Si presentano come tre salvatori della patria: ognuno promette che con lui e solo con lui finalmente l’Italia cambierà radicalmente. È uno show piuttosto muscolare, una contesa tra uomini alpha che si vantano di “dire pane al pane” e che - tutti e tre - vanno orgogliosi di aver rotto con i vecchi rituali della politica.

È, in breve, il trionfo morale del probabile perdente, Silvio Berlusconi: la trasformazione delle elezioni in un plebiscito personale. Renzi vuole carta bianca per poter “cambiare verso all’Italia”; Grillo conta sul voto per seppellire definitivamente i partiti; Berlusconi spera in una rivincita sulla giustizia. Ma tutti e tre sono sostanzialmente uniti dal fatto che non assistiamo alla campagna del Partito democratico, di Forza Italia o del Movimento 5 stelle, ma di Renzi, Grillo e Berlusconi.

Viene così annebbiato il fatto che gli elettori sono chiamati a designare i rappresentanti italiani al parlamento europeo, non il leader nazionale dei prossimi anni, il taumaturgo che deve tirare l’Italia fuori dai guai.
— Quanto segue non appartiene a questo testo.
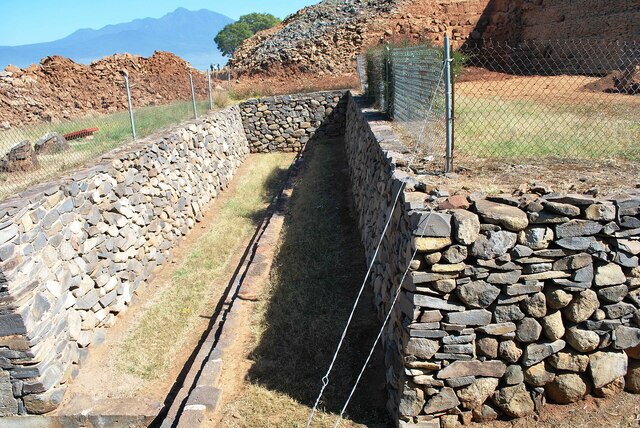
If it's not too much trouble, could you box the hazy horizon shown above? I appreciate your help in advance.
[0,0,317,47]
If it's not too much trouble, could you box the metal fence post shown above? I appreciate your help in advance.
[121,70,136,141]
[207,70,213,110]
[189,71,198,119]
[384,45,391,114]
[444,36,453,172]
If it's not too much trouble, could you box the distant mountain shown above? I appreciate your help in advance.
[0,8,233,69]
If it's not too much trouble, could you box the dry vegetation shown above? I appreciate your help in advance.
[217,141,388,427]
[58,153,293,405]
Rimangono sullo sfondo i partiti, sempre più gusci vuoti buoni sostanzialmente a veicolare la rispettiva star (e non è un caso che tutte e tre le forze politiche ormai dispongano di un’unica star: dopo di loro il diluvio).

Ma rimane sullo sfondo anche l’Europa. In questo campo tutti e tre puntano sul malcontento degli italiani, affermando di non volere l’Europa della Merkel, spaziando da un generico slogan “cambiamo verso all’Europa” (Renzi) a un’idea alquanto irrealistica di un referendum sull’appartenenza all’euro (Grillo).
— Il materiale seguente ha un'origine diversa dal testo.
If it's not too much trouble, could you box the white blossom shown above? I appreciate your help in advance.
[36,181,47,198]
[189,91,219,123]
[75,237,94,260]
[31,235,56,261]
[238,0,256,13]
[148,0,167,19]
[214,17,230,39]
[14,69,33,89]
Ma colpisce il fatto che, anche sul fronte interno, tutti e tre hanno identificato almeno un avversario comune: i sindacati. È superfluo dirlo di Berlusconi. E non sorprende più di tanto neanche Grillo, che se la prende con Maurizio Landini, capo della Fiom, perché da 23 anni “non ha fatto più neanche una saldatura”, facendo invece il sindacalista a tempo pieno. Renzi invece attacca Susanna Camusso: è interessante - almeno da parte del leader di un partito di sinistra - la sua affermazione che gli imprenditori possano dialogare anche direttamente con i loro dipendenti senza l’interposizione del sindacato.

Può darsi che simili polemiche aiutino a vincere le elezioni. C’è da dubitare invece che si risolvano i problemi dell’Italia - e dell’Italia in Europa - rottamando anche i sindacati.